For the last couple of weeks the User Experience (UX) team have been working on creating an online booking form for users to be able to book a school trip at one of Stockport’s museums and attractions.

We started out by doing some initial research to find out how teachers currently book school trips and what would make the process easier for them.

We worked with the museums team to find out about their current process – and even though we all had our own assumptions and ideas – we knew we needed to speak with teachers, who are our primary users, to get their thoughts on what would improve the process.

Visiting schools

We visited two schools in Stockport (Alexandra Park and Moorfield primary school) and spoke with four teachers who had previous experience booking school trips.

Our research told us that the most common method for booking a school trip was by calling or emailing the venue. They told us that they don’t have the time to be chasing emails and making phone calls, so an online booking form would be ideal as this would make the whole process quicker and easier for them. You can read more about this research in our blog on ‘Doing our homework on school trips’.

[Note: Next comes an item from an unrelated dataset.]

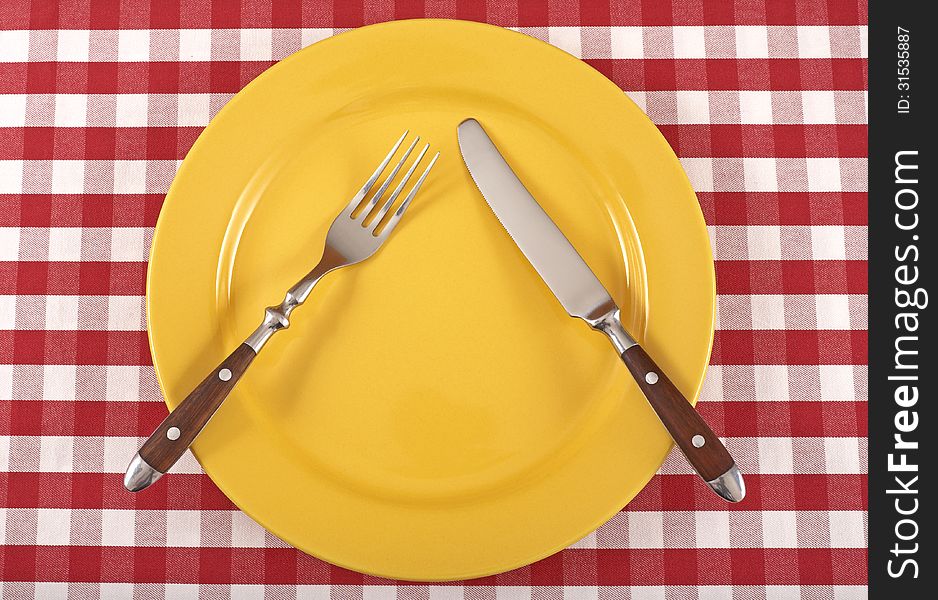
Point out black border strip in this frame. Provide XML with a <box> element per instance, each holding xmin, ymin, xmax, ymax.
<box><xmin>868</xmin><ymin>1</ymin><xmax>933</xmax><ymax>593</ymax></box>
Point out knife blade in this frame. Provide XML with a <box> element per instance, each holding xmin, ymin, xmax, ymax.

The research gave us a starting point for an early version of the form. We worked with the content team to make sure that the information on the website would provide teachers with everything they needed before they booked a trip. We also worked with the museums team throughout the process to make sure that the information was accurate both on the website and on the form.

Using research to design the form

We knew that because the teachers had little time to spend on booking trips, the form had to be as simple as possible, so they could easily book a trip in their spare time or even out of hours when they’re at home.

Our research told us that teachers want to either book a trip based on the venue and word of mouth or book a trip based on the topic they will be studying. So, when we designed the form we decided to include the venue and title of the trip in one question. This way, teachers had a choice between choosing a trip at a venue that they’d previously been to or heard about, or choosing a trip based on the topic.

Testing the form with teachers

Having completed an early version of the form, our next step was to take the prototype out to teachers. We wanted to get their thoughts on the clarity of the questions and the different options they had to choose from. We needed them to be as honest as possible with their feedback, so we gave them a scenario of a trip and asked them to use the form to book it.

We visited St Thomas’ C of E primary school and tested the form with Samantha and Sarah who gave us really positive feedback, with most of the comments being how quick and easy it was to book a school trip. They liked the fact that they could book a trip in their own time and not just during the museum or attraction’s opening times. They also thought that the questions on the form were self-explanatory and easy to understand.

Feedback helps us to validate our assumptions and gives us ideas on how we can make improvements. When we test, we want to make sure that the product meets users’ needs, so we pay particular attention to observing their behaviour and looking at how they are using it as well as listening to what they’re saying. We also encourage them to ‘think aloud’ and tell us their thoughts about what they’re liking, disliking or things they find confusing.

It was great to find that both teachers found the form easy to use and understood the questions. They also gave us some feedback on adding extra information about what documents they receive when they’ve booked, so this is a great example of how user testing helps us to identify any gaps and make improvements.

We’d like to thank Sarah and Samantha at St Thomas’ C of E primary school for freeing up their time to help us – their feedback has helped us to improve the form and also confirm that what we’ve created meets teachers’ needs.